Introduction

In a micropolar continuum the deformation is described by the displacement vector and an independent rotation vector. The rotation vector specifies the orientation of a triad of director vectors attached to each material particle. A particle (material element) can experience a microrotation without undergoing a macrodisplacement. An infinitesimal surface element transmits a force and a couple vector, which give rise to nonsymmetric stress and couple-stress tensors. The former is related to a nonsymmetric strain tensor and the latter to a nonsymmetric curvature tensor, defined as the gradient of the rotation vector. This type of the continuum mechanics was originally introduced by Voigt (1887) and the brothers Cosserat (1909). In a simplified micropolar theory, the so-called couple-stress theory, the rotation vector is not independent of the displacement vector, but related to it in the same way as in classical continuum mechanics.
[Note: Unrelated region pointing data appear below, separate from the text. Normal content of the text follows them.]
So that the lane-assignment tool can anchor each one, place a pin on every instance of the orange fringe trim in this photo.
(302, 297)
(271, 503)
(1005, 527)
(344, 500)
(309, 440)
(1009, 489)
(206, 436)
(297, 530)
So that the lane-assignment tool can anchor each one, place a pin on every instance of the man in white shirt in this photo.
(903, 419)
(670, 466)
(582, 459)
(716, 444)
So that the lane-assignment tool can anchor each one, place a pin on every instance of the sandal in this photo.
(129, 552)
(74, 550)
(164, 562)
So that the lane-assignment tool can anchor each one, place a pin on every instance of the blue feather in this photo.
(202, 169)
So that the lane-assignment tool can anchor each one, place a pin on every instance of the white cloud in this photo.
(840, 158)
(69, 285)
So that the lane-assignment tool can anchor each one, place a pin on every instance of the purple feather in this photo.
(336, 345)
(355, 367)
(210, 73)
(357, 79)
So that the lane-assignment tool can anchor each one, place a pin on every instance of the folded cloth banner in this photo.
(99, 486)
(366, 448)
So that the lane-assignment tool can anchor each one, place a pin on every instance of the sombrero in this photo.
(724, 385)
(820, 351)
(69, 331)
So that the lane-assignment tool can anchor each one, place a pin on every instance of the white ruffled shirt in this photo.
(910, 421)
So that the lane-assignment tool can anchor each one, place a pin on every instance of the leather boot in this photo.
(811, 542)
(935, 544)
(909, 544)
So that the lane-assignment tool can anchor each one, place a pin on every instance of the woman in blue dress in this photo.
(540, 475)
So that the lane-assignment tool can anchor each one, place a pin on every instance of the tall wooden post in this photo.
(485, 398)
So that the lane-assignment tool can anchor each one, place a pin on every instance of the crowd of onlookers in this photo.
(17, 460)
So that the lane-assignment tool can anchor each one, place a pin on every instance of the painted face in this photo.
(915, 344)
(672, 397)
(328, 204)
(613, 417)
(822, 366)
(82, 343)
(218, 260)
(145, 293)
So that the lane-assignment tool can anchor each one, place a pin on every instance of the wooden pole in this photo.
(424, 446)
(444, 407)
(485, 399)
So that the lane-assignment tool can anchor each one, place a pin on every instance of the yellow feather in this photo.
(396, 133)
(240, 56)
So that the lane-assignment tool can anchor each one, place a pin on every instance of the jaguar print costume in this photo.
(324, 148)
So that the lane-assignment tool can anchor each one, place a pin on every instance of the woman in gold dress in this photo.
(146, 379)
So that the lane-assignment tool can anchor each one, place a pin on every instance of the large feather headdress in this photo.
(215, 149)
The physical rationale for the extension of the classical to micropolar and couplestress theory was that the classical theory was not able to predict the size effect experimentally observed in problems which had a geometric length scale comparable to material's microstructural length, such as the grain size in a polycrystalline or granular aggregate. For example, the apparent strength of some materials with stress concentrators such as holes and notches is higher for smaller grain size; for a given volume fraction of dispersed hard particles, the strengthening of metals is greater for smaller particles; the bending and torsional strengths are higher for very thin beams and wires.